Test3 is up which has been a huge help already, for a) quickly verifying breaking changes in dev against what was working before. and b) as a backup remote backend when dev3 goes down. Also, the product / qa team has already stated testing against my proposed requirements ruberic to give some idea of stoplight-status as project progresses. Next steps here are to push to test regularly, record a smoke test and image number, and promote passing images to demo
Demo is up and looks fairly recent, and is pre populated with data. I think this is a great improvement over last few months, when it was stale since about March.

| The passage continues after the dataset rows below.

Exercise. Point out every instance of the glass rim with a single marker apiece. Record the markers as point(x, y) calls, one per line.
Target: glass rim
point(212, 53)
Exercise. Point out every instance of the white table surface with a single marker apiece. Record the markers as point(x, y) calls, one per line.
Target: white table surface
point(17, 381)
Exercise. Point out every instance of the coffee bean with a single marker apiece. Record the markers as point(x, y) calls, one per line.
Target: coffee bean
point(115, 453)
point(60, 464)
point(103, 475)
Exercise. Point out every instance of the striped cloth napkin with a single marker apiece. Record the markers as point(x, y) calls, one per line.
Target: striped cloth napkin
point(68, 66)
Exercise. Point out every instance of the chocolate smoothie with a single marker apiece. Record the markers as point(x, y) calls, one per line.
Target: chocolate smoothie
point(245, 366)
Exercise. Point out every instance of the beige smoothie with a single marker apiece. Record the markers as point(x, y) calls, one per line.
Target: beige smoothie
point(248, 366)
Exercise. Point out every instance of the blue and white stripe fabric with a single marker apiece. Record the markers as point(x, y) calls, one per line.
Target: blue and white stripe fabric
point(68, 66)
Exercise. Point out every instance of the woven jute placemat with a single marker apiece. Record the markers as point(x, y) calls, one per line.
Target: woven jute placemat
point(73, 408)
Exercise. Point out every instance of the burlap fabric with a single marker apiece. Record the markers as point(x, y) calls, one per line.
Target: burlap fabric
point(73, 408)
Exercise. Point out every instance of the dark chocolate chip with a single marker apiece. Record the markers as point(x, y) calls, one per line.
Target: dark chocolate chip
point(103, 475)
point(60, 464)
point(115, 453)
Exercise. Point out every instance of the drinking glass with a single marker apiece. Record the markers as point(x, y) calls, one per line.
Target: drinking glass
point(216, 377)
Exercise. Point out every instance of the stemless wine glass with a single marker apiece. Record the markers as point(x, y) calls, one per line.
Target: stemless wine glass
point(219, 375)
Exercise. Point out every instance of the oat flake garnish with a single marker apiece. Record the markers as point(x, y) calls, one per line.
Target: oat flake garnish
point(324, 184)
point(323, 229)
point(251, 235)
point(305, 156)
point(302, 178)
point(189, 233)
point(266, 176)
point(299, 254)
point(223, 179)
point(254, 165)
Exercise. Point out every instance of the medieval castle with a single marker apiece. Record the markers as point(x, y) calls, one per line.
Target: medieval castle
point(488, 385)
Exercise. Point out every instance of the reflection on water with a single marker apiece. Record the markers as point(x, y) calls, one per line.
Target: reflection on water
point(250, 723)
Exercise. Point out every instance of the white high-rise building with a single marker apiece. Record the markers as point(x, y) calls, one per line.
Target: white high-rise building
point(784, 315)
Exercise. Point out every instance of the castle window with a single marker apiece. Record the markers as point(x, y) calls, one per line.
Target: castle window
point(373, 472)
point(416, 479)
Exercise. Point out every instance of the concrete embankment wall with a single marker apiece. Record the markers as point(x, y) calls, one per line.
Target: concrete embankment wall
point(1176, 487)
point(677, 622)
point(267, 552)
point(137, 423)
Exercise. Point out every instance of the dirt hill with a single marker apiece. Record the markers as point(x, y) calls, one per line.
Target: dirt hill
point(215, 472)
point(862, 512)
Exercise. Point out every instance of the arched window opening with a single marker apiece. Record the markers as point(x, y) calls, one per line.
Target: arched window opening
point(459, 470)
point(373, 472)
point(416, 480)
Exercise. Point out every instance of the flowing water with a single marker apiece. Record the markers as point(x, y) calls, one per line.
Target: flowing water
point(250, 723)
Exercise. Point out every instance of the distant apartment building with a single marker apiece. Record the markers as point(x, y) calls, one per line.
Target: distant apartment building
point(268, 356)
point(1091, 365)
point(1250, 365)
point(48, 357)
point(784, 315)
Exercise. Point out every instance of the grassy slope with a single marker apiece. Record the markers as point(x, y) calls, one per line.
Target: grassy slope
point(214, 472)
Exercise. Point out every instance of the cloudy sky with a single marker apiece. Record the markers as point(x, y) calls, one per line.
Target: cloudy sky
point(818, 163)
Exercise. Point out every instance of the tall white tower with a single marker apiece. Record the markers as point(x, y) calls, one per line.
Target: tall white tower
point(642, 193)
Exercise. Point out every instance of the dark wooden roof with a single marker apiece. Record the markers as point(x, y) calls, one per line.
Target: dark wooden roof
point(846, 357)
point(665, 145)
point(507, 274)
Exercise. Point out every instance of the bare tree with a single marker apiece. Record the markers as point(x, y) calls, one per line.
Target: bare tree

It seems like we are starting to have the infrastructure pieces in place and now the goal is to fine-tune the process so that we are shipping constantly. In order to do that the next steps are

Dial in the local docker setup so that FE devs are never blocked and have consistent build environments with no external dependencies to run as sandboxes. This will help isolate network and package load issues, and allow more disruptive test configurations (making many changes to the database).
Focus on integration testing both with the QA test-3refapp and by bringing cypress ci tests to github actions once we merge monorepos. A good example of we have tests but they don’t catch the right thing yet, the patient-registration app has broken several times in the last few months even when all CI tests are green. Adding a combination of the two testing methods above will allow us to catch better bugs so that registration doesn’t keep breaking, which will ultimately allow us to develop faster
Test regularly on test3, record the results, and then promote successful candidates to demo. Using the process will help us get better at it, and hopefully brings much needed transparency as to the state of O3

Maybe I put this into a nice bullet point list, but there is a ton of work to do here, both for setting up the infrastructure and for the ongoing maintenance once it is running. DevOps affects many many stakeholders who all are requiring that CI pipeline have high availability, or else unfortunately can be totally blocked costing teams hundreds of engineer-hours. It is critical we have a dedicated resource here.

Anything to add @ibacher , @raff , @dkayiwa , @dkigen ?

raff · September 29, 2022, 11:49am

I agree it is crucial to have devs not rely entirely on one environment for development (dev3).

We also need to add sourcemaps to O3 frontend image so they are available for debugging issues with o3 frontend as a whole and not just individual components.

We now have installed versions of O3 components listed in dev tool, but it would be great to include a repo link as well for convenience.